Love of Learning

Two people stand in a library.

Patricia “Pat” and Robert “Bob” Smith discovered The Huntington in 1978 when Bob, a professor at Montana State University in Billings, received a grant from the National Endowment for the Humanities to attend a Huntington seminar. The minute they arrived, the couple fell in love with the place—so much so that they returned every summer for 18 years.

At The Huntington, they found an intellectual home for their varied scholarly pursuits. The couple had met at the University of Oklahoma, where Bob finished his doctorate in American history and Pat completed her bachelor’s degree in English literature.

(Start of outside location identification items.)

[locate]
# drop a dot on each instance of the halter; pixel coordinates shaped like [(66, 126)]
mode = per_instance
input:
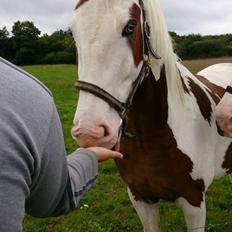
[(229, 89), (123, 107)]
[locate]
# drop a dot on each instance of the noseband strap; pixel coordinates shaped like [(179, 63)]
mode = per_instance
[(229, 89), (123, 107)]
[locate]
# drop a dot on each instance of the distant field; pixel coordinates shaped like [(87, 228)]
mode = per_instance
[(196, 65), (108, 207)]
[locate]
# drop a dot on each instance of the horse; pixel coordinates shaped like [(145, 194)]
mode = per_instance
[(136, 95)]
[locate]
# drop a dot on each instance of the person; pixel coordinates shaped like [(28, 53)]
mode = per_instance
[(36, 176)]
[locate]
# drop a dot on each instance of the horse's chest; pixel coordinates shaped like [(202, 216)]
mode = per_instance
[(154, 168)]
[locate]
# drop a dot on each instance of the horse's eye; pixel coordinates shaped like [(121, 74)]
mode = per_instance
[(129, 28)]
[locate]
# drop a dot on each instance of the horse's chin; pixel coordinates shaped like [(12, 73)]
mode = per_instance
[(86, 141)]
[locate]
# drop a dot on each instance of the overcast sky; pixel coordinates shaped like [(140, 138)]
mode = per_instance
[(183, 16)]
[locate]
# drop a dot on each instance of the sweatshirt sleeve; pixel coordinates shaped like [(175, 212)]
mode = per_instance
[(62, 180)]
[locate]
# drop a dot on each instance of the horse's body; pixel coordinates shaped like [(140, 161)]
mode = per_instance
[(223, 112), (177, 152)]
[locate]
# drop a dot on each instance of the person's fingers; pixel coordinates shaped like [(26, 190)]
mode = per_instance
[(117, 155)]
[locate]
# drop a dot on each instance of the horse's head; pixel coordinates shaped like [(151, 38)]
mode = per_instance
[(223, 114), (109, 36)]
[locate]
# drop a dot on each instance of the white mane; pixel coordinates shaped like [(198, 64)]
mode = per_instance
[(162, 44)]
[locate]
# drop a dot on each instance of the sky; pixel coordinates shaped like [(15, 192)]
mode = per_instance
[(182, 16)]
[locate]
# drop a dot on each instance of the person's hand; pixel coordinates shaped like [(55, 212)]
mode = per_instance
[(103, 154)]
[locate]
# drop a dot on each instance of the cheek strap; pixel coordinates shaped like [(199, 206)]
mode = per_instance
[(229, 89)]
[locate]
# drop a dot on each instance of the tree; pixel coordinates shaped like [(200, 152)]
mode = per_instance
[(25, 42), (4, 42)]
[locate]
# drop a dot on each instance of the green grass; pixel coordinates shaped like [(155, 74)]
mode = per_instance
[(109, 209)]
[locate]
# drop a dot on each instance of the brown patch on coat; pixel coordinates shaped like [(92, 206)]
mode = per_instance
[(136, 39), (216, 92), (227, 164), (203, 101), (154, 167), (186, 90), (80, 3)]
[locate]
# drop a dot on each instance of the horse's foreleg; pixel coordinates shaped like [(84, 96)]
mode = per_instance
[(194, 216), (148, 214)]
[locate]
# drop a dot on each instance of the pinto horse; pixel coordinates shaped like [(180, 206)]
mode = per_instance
[(223, 112), (130, 81)]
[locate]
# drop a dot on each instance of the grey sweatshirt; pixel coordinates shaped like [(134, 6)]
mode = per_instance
[(35, 175)]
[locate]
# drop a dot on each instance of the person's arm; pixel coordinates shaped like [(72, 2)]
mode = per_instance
[(64, 181)]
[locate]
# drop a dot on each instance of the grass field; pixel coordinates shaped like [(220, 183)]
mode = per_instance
[(107, 208)]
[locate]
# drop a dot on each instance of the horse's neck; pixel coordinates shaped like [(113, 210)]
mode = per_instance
[(149, 111)]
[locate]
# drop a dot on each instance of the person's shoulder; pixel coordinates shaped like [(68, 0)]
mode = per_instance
[(10, 70)]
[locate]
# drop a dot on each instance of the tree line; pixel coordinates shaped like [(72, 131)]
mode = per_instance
[(25, 45)]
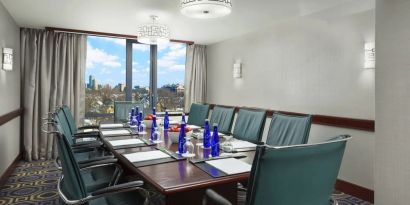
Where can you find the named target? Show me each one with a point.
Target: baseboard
(355, 190)
(9, 170)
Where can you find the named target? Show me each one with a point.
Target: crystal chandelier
(206, 8)
(153, 33)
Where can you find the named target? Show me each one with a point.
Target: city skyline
(106, 61)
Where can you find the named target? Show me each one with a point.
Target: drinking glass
(189, 148)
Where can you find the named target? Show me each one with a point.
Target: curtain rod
(96, 33)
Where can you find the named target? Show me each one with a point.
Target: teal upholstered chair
(87, 150)
(223, 116)
(249, 125)
(292, 175)
(123, 108)
(98, 177)
(197, 114)
(73, 189)
(285, 130)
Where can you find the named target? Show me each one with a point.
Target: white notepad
(115, 132)
(118, 125)
(146, 156)
(125, 142)
(89, 130)
(230, 165)
(239, 144)
(193, 127)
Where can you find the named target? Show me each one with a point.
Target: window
(171, 76)
(106, 76)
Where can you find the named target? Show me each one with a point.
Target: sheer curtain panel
(53, 66)
(195, 75)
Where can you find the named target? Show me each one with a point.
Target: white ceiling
(123, 16)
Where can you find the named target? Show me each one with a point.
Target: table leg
(194, 197)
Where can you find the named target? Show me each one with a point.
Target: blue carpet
(36, 183)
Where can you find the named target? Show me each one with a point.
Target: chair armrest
(88, 127)
(126, 187)
(215, 198)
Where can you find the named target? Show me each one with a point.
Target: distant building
(120, 87)
(180, 89)
(95, 85)
(91, 81)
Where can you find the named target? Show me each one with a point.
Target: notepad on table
(239, 144)
(194, 127)
(230, 165)
(115, 132)
(125, 142)
(117, 125)
(146, 156)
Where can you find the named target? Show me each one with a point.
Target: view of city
(105, 76)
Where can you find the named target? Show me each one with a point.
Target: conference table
(179, 181)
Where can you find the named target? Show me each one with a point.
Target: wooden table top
(175, 176)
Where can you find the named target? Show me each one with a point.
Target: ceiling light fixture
(153, 33)
(205, 9)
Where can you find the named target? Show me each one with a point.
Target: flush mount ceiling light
(204, 9)
(153, 33)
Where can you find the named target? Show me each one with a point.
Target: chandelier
(206, 8)
(153, 33)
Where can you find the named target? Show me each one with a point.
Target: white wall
(9, 91)
(307, 65)
(392, 161)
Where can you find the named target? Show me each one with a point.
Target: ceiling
(123, 16)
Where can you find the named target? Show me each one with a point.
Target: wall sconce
(7, 59)
(369, 55)
(237, 69)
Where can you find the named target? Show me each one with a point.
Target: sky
(106, 61)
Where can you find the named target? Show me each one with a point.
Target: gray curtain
(195, 75)
(53, 66)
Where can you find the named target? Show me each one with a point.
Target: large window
(155, 74)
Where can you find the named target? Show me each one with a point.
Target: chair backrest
(249, 125)
(223, 116)
(197, 114)
(293, 175)
(72, 184)
(285, 130)
(70, 118)
(123, 108)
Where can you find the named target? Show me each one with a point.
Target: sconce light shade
(237, 70)
(369, 55)
(7, 59)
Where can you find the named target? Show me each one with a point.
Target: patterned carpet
(36, 183)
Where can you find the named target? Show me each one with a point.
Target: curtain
(53, 66)
(195, 75)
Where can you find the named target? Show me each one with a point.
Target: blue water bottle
(207, 135)
(154, 125)
(215, 141)
(166, 121)
(181, 139)
(140, 122)
(132, 116)
(183, 118)
(140, 117)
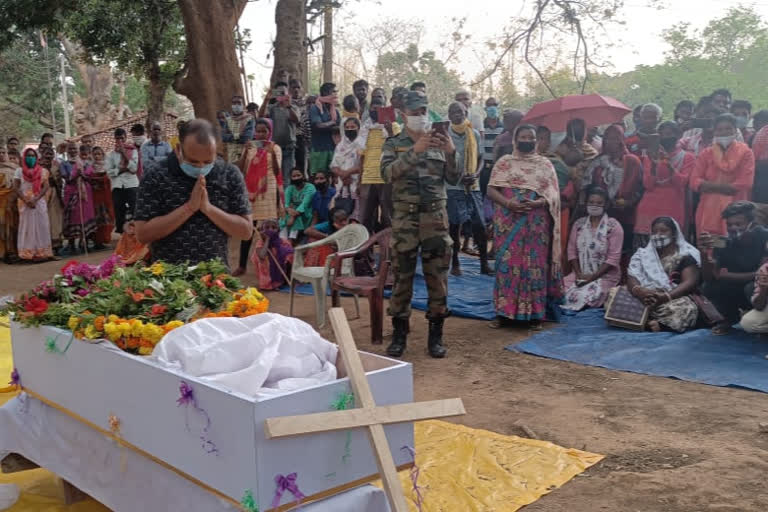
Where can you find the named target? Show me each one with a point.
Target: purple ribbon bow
(186, 399)
(15, 378)
(415, 471)
(286, 483)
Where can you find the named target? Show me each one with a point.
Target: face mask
(418, 124)
(668, 143)
(725, 142)
(194, 171)
(736, 234)
(595, 211)
(525, 146)
(660, 241)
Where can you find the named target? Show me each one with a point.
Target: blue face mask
(194, 171)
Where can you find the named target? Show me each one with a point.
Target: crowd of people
(668, 208)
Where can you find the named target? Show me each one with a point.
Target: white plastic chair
(346, 239)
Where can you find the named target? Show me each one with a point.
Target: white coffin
(96, 381)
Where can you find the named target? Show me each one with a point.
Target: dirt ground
(670, 446)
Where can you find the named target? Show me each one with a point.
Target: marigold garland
(146, 302)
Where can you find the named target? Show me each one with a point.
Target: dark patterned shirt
(165, 188)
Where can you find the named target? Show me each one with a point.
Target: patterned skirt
(525, 282)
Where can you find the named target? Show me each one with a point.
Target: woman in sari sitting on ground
(664, 274)
(526, 222)
(594, 253)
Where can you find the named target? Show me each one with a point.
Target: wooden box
(94, 381)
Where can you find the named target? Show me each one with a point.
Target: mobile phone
(652, 143)
(704, 123)
(385, 115)
(441, 127)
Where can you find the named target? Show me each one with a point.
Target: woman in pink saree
(31, 184)
(526, 222)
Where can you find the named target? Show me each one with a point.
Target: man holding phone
(122, 166)
(285, 118)
(729, 265)
(418, 163)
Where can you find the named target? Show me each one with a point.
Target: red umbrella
(594, 109)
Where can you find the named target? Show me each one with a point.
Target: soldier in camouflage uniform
(418, 162)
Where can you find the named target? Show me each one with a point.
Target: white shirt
(126, 179)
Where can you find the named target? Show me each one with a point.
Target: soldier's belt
(419, 207)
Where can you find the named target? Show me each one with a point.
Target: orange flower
(98, 323)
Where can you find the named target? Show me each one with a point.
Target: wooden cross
(367, 415)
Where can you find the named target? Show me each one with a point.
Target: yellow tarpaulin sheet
(474, 470)
(462, 469)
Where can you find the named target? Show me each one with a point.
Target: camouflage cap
(416, 100)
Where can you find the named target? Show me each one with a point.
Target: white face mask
(418, 124)
(660, 241)
(595, 211)
(725, 142)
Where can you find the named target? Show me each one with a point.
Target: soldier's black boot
(399, 337)
(482, 245)
(435, 343)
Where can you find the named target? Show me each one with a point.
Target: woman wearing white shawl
(347, 166)
(664, 274)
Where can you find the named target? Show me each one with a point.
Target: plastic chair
(371, 287)
(346, 239)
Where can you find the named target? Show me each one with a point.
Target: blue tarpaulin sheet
(736, 359)
(469, 296)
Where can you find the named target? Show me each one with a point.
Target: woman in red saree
(102, 201)
(724, 173)
(620, 173)
(665, 180)
(32, 187)
(260, 164)
(526, 222)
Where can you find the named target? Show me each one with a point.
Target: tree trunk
(94, 111)
(212, 71)
(328, 45)
(289, 40)
(156, 89)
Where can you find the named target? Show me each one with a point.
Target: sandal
(499, 323)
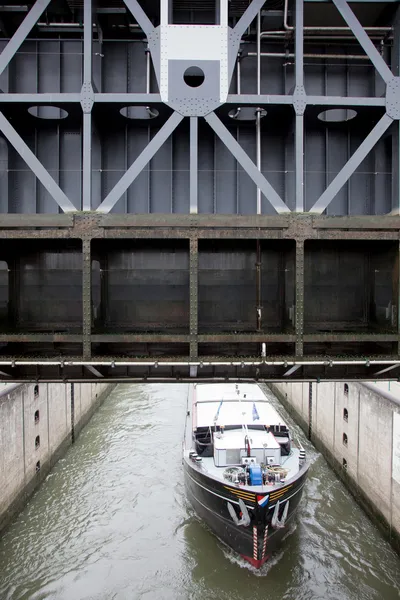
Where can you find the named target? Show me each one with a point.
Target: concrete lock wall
(357, 428)
(37, 424)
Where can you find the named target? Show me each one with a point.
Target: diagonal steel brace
(140, 16)
(139, 164)
(365, 41)
(22, 32)
(35, 165)
(243, 159)
(352, 164)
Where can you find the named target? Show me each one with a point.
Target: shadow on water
(112, 523)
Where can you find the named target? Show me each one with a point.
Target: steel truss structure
(183, 197)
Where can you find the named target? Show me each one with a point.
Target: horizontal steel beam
(39, 99)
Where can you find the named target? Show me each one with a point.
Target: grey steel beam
(87, 40)
(87, 115)
(87, 162)
(345, 101)
(396, 128)
(352, 164)
(138, 165)
(266, 99)
(193, 296)
(131, 99)
(23, 30)
(140, 16)
(299, 151)
(299, 291)
(194, 166)
(292, 370)
(248, 16)
(243, 159)
(386, 369)
(35, 165)
(363, 38)
(86, 297)
(49, 98)
(94, 371)
(299, 44)
(259, 100)
(299, 121)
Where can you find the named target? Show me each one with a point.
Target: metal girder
(248, 16)
(194, 151)
(131, 99)
(38, 99)
(352, 164)
(138, 165)
(345, 101)
(87, 114)
(292, 370)
(259, 100)
(23, 30)
(137, 11)
(299, 100)
(387, 369)
(299, 152)
(94, 371)
(87, 162)
(363, 38)
(35, 165)
(243, 159)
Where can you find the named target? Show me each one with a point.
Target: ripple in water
(112, 523)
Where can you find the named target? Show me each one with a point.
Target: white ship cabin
(235, 425)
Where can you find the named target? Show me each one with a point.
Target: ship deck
(291, 463)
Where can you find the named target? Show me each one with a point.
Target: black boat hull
(260, 538)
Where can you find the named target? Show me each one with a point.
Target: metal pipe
(198, 363)
(287, 27)
(151, 114)
(258, 146)
(290, 28)
(147, 70)
(238, 84)
(258, 110)
(291, 55)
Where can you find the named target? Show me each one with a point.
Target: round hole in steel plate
(48, 112)
(337, 115)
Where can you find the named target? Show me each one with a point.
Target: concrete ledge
(24, 494)
(355, 490)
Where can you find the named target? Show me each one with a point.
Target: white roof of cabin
(217, 391)
(235, 439)
(232, 412)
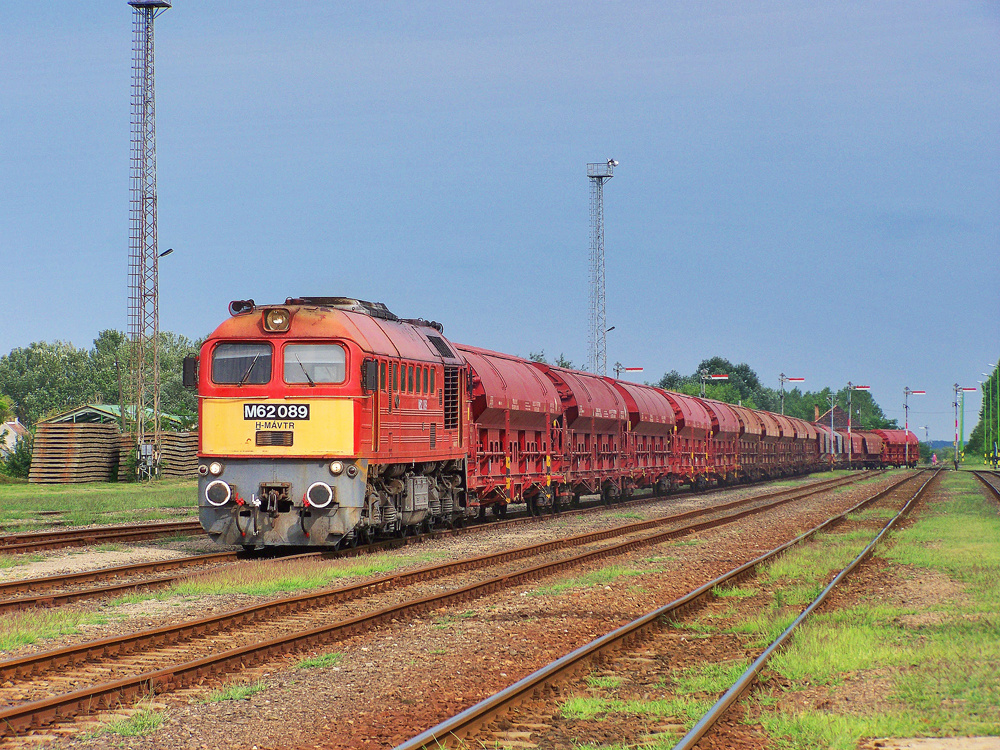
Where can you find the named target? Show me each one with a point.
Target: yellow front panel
(328, 431)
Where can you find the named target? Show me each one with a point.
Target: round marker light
(218, 493)
(276, 320)
(320, 494)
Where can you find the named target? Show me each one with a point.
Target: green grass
(13, 561)
(940, 660)
(269, 577)
(738, 592)
(807, 730)
(140, 723)
(236, 692)
(709, 678)
(96, 503)
(26, 627)
(326, 660)
(601, 577)
(607, 681)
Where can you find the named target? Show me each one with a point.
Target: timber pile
(80, 452)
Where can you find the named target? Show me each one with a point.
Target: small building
(10, 433)
(85, 444)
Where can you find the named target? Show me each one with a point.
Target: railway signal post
(851, 388)
(598, 174)
(782, 379)
(906, 419)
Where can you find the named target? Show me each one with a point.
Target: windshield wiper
(304, 370)
(247, 373)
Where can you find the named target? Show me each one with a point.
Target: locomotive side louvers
(450, 398)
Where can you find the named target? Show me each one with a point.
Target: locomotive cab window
(315, 363)
(241, 364)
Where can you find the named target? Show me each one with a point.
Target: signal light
(277, 320)
(319, 494)
(218, 493)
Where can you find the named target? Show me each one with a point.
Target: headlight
(320, 494)
(218, 493)
(277, 320)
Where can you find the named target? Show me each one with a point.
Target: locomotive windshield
(241, 363)
(315, 363)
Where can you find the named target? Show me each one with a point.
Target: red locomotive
(328, 420)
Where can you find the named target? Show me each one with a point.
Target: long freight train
(329, 421)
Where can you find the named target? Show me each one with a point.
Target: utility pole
(782, 379)
(850, 443)
(141, 416)
(598, 174)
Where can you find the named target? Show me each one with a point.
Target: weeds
(236, 692)
(323, 661)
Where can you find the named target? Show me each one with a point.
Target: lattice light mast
(141, 415)
(597, 344)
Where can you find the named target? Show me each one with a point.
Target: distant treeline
(46, 378)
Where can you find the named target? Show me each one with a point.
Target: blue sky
(809, 187)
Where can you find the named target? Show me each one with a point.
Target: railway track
(525, 711)
(992, 482)
(37, 541)
(63, 589)
(45, 687)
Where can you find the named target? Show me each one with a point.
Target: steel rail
(43, 540)
(38, 713)
(37, 663)
(750, 675)
(462, 725)
(44, 600)
(981, 476)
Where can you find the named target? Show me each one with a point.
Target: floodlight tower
(143, 307)
(597, 345)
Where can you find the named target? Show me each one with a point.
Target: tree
(44, 378)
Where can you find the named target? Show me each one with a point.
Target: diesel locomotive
(330, 420)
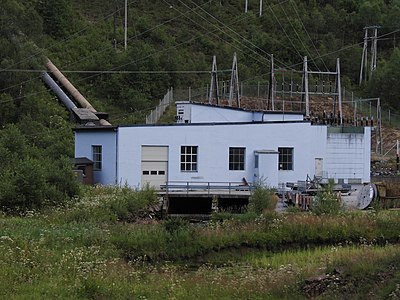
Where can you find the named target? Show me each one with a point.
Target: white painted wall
(267, 172)
(84, 139)
(213, 141)
(348, 155)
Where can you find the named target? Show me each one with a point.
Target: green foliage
(326, 201)
(129, 204)
(103, 204)
(29, 180)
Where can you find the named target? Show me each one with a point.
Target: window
(189, 158)
(285, 159)
(236, 158)
(97, 157)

Originally a mathematics major, Pat says, “I kept taking English classes because I loved them so much.” She recounts reading 52 books the summer after graduating from high school when her family moved to Paris, where her father was stationed in the Army. She went on to earn a master’s degree in English literature and taught high school English for 44 years.

After spending several summers at The Huntington, the Smiths began contemplating a permanent move. In late 1995, a friend and fellow researcher alerted them that a condominium in his building—within easy walking distance to The Huntington—was for sale.

The couple bought the condo but planned to rent out the place until Pat’s retirement. However, an 85-degree temperature drop during a single winter’s day in Montana “convinced me that an earlier move to California would be a good idea,” she says. “I felt like I was moving to a community that was already home. It was one of the best decisions of our lives.”

From 1996 until 2020, the year before he died, Bob was a regular fixture at the Library, where his focus shifted to 17th-century England. He wrote 12 volumes of historical fiction centered on Jeffrey Hudson, who was part of the court of Queen Henrietta Maria of England, the wife of King Charles I. Meanwhile, Pat, who taught at San Marino High School for 14 years, would join Bob in The Huntington reading room each summer, primarily to research Jack London.

To demonstrate their great love of The Huntington, the couple, who were married for 55 years, established two charitable gift annuities, which provide donors with lifetime income, to support the acquisition of reference materials for the Library. They also set up a bequest to leave much of their estate to The Huntington.

“This is a wonderful place to do research, and we wanted to do what we could to help the many scholars who come here to do their best work,” Pat says.